A strong driving force behind the franchise in recent years has been the close collaboration with the commercial banking unit (CMB) which has been used to identify first time high yield issuers to bring to the market. But in a year where high yield was a tough sell, the bank used its CMB relationship to help lead the charge on bringing Chinese provincial SOEs offshore for the first time. The bank’s ratings advisory business also aided these transactions, allowing the bank to get close to management teams ahead of mandates being awarded. HSBC worked on 10 of the 22 deals from provincial SOEs during the awards period including the first euro deal from this issuer group sold by Beijing Infrastructure Investment Co, as well as trades for Shanghai Construction Group and Tianjin Binhai New Area Construction.

And one area in high yield where there was an opportunity was in liability management, with the bank arranging deals for issuers including Agile Property and International Container Terminal Services in dollars, and Republic of the Philippines and Thai Union Frozen Foods in local currency.

Much like high yield bonds, the volumes of offshore renminbi (CNH) debt has been badly dented by China’s slowing economy as well as the currency’s surprise devaluation. However HSBC was quick to spot the opportunities available in Taiwan’s Formosa market in addition to its existing strong CNH capabilities.

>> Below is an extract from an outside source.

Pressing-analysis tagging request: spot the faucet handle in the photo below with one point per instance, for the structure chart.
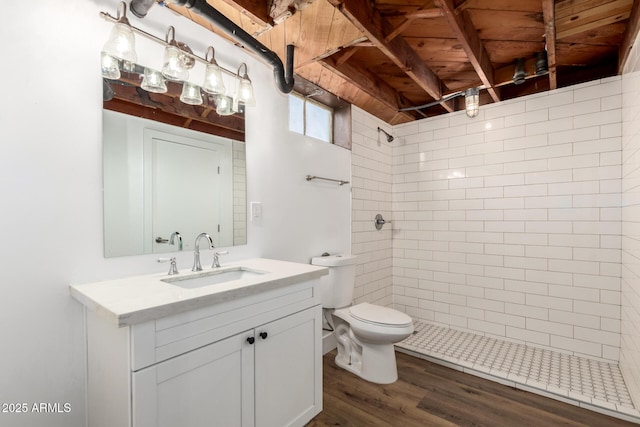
(216, 260)
(173, 269)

It has also begun positioning itself for the opening up of China’s onshore renminbi markets. In September it became one of the first financial issuers of a Panda bond, winner of Best Local Currency Bond award (see above). In addition it is building a strong track record as a financial adviser in China’s asset backed securities market with a Rmb2.57bn ($402m) transaction for BMW Automotive Finance (China), winner of our Best Securitization.

HSBC was not the only bank to take a nimble approach to the market this year. Citi has continued to build on its strong G3 bond business and is probably the only bank that can begin to rival HSBC in terms of breadth of coverage. And in local currency Standard Chartered can lay claim to being active in the same amount of Asian currencies. It’s also worth noting that Chinese banks are starting to challenge these positions. Bank of China, Citic CLSA Securities and Industrial and Commercial Bank of China look set to pose a serious competitive threat in the future.

But for now, when it comes down to identifying themes early and capturing the best opportunities for issuers and investors, HSBC is still out in front.